Given a p-value of 2.2e-16, it’s evident that a significant distinction exists in the means between the two time periods. To ascertain if this difference reaches at least 20%, we can use simple division. By dividing the mean of the 2000s by the mean of the 19th century, and then subtracting one, we can accurately determine the factual disparity in means.

7.008994/6.557152 -1
## [1] 0.06890827

In this context, I can observe that the actual difference is 6.89%. Armed with this information, I will reject my initial hypothesis and instead accept the null hypothesis. The null hypothesis suggests that there isn’t a 20% increase in ratings since the year 2000.

Step 5: Conclusion

In reviewing the board game data, I’ve looked into hypothesis testing and statistical analysis. To begin, I carefully cleaned the data set by removing unnecessary columns and focusing on relevant attributes. Through methodical analyses, I’ve uncovered insightful patterns within the realm of board games.

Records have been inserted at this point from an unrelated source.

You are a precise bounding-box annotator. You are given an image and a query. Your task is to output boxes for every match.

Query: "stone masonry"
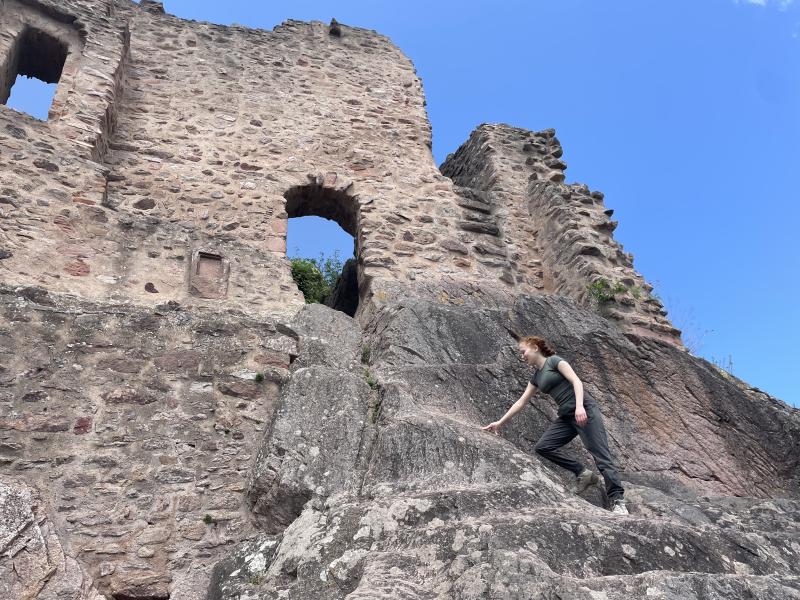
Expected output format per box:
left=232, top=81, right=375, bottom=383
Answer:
left=0, top=0, right=800, bottom=600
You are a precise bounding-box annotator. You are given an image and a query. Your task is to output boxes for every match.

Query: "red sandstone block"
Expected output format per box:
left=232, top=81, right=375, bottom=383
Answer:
left=72, top=417, right=93, bottom=435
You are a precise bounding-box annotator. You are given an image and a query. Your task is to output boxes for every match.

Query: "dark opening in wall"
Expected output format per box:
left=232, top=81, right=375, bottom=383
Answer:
left=0, top=27, right=67, bottom=120
left=284, top=184, right=358, bottom=317
left=189, top=250, right=231, bottom=299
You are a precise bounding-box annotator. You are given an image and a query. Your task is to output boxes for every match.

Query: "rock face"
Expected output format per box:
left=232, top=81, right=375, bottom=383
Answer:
left=0, top=0, right=800, bottom=600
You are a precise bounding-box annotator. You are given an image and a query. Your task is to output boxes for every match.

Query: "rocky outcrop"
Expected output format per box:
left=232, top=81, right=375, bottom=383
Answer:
left=0, top=477, right=103, bottom=600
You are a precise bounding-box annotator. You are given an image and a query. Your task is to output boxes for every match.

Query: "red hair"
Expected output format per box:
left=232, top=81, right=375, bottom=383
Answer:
left=517, top=335, right=556, bottom=356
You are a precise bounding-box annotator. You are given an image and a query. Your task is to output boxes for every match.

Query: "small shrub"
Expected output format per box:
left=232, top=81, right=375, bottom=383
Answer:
left=289, top=250, right=344, bottom=304
left=586, top=277, right=628, bottom=306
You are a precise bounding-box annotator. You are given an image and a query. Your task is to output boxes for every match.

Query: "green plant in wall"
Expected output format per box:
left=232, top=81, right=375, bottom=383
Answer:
left=289, top=251, right=344, bottom=304
left=587, top=277, right=628, bottom=306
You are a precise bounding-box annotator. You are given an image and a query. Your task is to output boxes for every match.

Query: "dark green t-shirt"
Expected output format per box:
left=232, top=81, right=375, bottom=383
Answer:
left=531, top=354, right=592, bottom=417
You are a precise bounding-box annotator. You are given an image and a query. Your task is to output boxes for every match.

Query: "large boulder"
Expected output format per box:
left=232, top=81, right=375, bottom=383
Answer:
left=209, top=296, right=800, bottom=600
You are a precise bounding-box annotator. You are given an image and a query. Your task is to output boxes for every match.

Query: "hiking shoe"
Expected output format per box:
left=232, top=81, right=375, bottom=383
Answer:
left=611, top=498, right=630, bottom=515
left=576, top=469, right=600, bottom=494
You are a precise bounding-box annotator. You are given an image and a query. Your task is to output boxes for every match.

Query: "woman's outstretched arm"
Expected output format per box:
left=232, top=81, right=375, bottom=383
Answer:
left=481, top=383, right=536, bottom=435
left=556, top=360, right=588, bottom=427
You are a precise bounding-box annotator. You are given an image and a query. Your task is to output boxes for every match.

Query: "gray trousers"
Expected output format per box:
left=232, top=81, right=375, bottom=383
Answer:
left=536, top=403, right=625, bottom=501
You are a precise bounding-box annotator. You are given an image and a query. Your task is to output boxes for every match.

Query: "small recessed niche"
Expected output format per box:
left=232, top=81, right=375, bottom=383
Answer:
left=0, top=27, right=68, bottom=121
left=189, top=250, right=230, bottom=299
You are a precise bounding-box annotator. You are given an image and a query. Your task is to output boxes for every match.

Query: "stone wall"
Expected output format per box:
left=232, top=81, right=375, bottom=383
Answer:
left=0, top=286, right=296, bottom=598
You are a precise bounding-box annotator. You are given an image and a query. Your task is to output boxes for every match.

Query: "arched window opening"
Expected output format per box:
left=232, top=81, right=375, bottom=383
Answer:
left=0, top=27, right=67, bottom=121
left=284, top=185, right=358, bottom=317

One intriguing finding is the strong link between user engagement and average ratings, especially among card games. The remarkably low probability value of 4.87e-09 led me to confidently reject the null hypothesis, indicating a clear connection between higher user ratings and increased user involvement. This relationship holds true across all board games, providing actionable insights for board game designers aiming to boost ratings through user participation.

Turning to kickstarted board games, I employed a statistical estimation with a 95% confidence level. My calculation suggests that the proportion of kickstarted games falls between 14.86% and 15.81%, with a calculated percentage of 15.33%. This discovery offers a valuable benchmark for understanding the role of crowdfunding in the board game landscape, shedding light on its significance.

Examining strategy board games from 1958 onward, I found a steady rise in average ratings over time, indicating a positive trend in player satisfaction. However, when focusing specifically on the years after 2000, my hypothesis of a 20% rating increase was contradicted by a calculated difference of 6.89%. As a result, I accepted the null hypothesis.

In summary, this analysis has unveiled insightful trends within board game data. From the correlation between user engagement and ratings to the impact of crowdfunding, each discovery highlights the dynamic factors shaping the world of board gaming.